If you've noticed anything from dull to sharp pain in your lower legs, which may be accompanied by some swelling, you're likely suffering from shin splints. This condition is common among those who exercise frequently, including runners. You can get relief for this type of injury by scheduling an appointment at a physical therapy clinic. The therapist can not only work to relieve your pain, but also ensure that nothing more serious is causing your discomfort. In the days that you're waiting for your appointment, here are some self-care steps that you can use to reduce your pain:
Take A Break
Shin splits are considered an overuse injury, which means that they've likely developed because you've been pushing yourself physically. This could occur if you're training for a running event such as a marathon, for example.

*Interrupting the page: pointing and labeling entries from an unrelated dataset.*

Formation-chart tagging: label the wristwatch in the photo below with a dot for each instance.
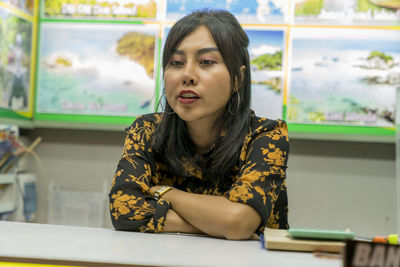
(163, 189)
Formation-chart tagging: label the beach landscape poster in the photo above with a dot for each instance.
(266, 57)
(246, 11)
(344, 76)
(26, 6)
(96, 69)
(348, 11)
(15, 61)
(138, 9)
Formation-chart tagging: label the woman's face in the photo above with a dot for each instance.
(197, 81)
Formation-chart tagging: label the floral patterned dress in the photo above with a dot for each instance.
(258, 178)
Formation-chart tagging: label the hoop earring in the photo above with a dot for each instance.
(237, 106)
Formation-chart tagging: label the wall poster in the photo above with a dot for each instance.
(375, 12)
(266, 57)
(15, 61)
(246, 11)
(97, 69)
(138, 9)
(344, 76)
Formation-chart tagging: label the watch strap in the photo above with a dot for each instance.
(164, 189)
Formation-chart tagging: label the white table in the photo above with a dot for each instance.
(45, 243)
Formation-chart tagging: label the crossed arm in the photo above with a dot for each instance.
(213, 215)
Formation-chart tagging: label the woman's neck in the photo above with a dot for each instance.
(203, 135)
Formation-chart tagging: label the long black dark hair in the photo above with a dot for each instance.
(172, 140)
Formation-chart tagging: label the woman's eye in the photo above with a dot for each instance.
(207, 62)
(176, 63)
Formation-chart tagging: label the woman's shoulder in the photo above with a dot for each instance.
(147, 122)
(261, 124)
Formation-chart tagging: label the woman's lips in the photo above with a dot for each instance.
(187, 97)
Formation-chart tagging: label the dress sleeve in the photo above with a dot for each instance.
(262, 175)
(131, 205)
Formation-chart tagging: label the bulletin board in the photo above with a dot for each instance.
(329, 68)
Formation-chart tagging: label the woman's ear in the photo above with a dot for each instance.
(237, 84)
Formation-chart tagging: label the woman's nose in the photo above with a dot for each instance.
(189, 75)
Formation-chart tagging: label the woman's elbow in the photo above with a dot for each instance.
(241, 225)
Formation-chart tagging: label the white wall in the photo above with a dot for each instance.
(331, 184)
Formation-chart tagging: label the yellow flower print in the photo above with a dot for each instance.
(251, 176)
(262, 193)
(122, 204)
(191, 170)
(241, 193)
(273, 219)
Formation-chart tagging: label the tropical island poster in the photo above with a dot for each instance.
(348, 11)
(266, 56)
(246, 11)
(143, 9)
(344, 76)
(15, 62)
(96, 69)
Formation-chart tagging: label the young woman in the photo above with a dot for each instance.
(207, 164)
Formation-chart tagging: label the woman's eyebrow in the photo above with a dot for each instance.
(199, 52)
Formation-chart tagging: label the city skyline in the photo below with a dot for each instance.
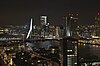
(19, 12)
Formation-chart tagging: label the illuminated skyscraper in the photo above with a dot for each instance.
(97, 24)
(45, 26)
(71, 23)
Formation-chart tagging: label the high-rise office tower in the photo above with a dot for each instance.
(45, 26)
(97, 24)
(71, 23)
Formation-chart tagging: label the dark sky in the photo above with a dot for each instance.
(18, 12)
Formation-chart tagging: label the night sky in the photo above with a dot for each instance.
(18, 12)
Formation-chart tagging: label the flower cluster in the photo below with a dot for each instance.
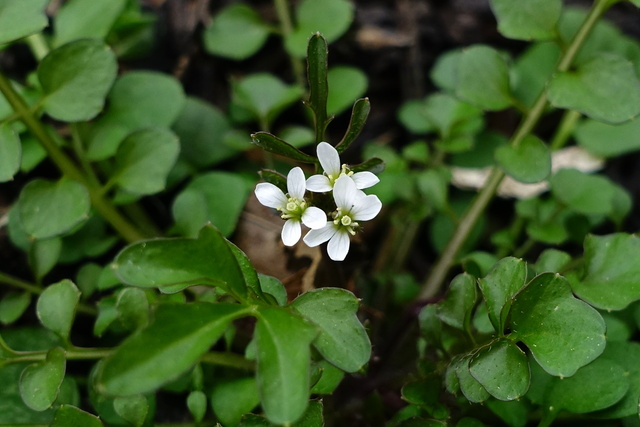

If you continue to push yourself, it's highly likely that you'll be unable to enjoy the event because of your pain — and you may even need to withdraw from it. Perhaps the simplest solution to addressing pain from shin splints is to give yourself some rest. Often, a period of time away from your chosen athletic activity can be enough to help the pain subside.
Change Up Your Workout
Even once you're aware that shin splints develop due to overuse, you may have trouble taking too much time off from your workouts. Given that shin splints are common among runners, hikers, and walkers, you should look for another form of exercise if you're absolutely set on keeping active. For example, perhaps you have a time-sensitive weight loss goal and you're concerned that taking a few days off might impede your progress. In such a scenario, turn to another form of cardiovascular exercise that doesn't put the same stress on this part of your body. Suggestions include cycling and swimming.
Use Arch Supports
People with high arches whose feet are unsupported during physical exercise may develop shin splints quickly through prolonged physical fitness. Even if you're taking a break from exercising, you'll still likely be walking at various points throughout the day. You can often ease the symptoms of your shin splints by inserting arch supports into your shoes — and remembering to switch them from one pair of shoes to another whenever you change your footwear. If you make these changes, you'll experience less discomfort as you prepare to see your physical therapist to help you.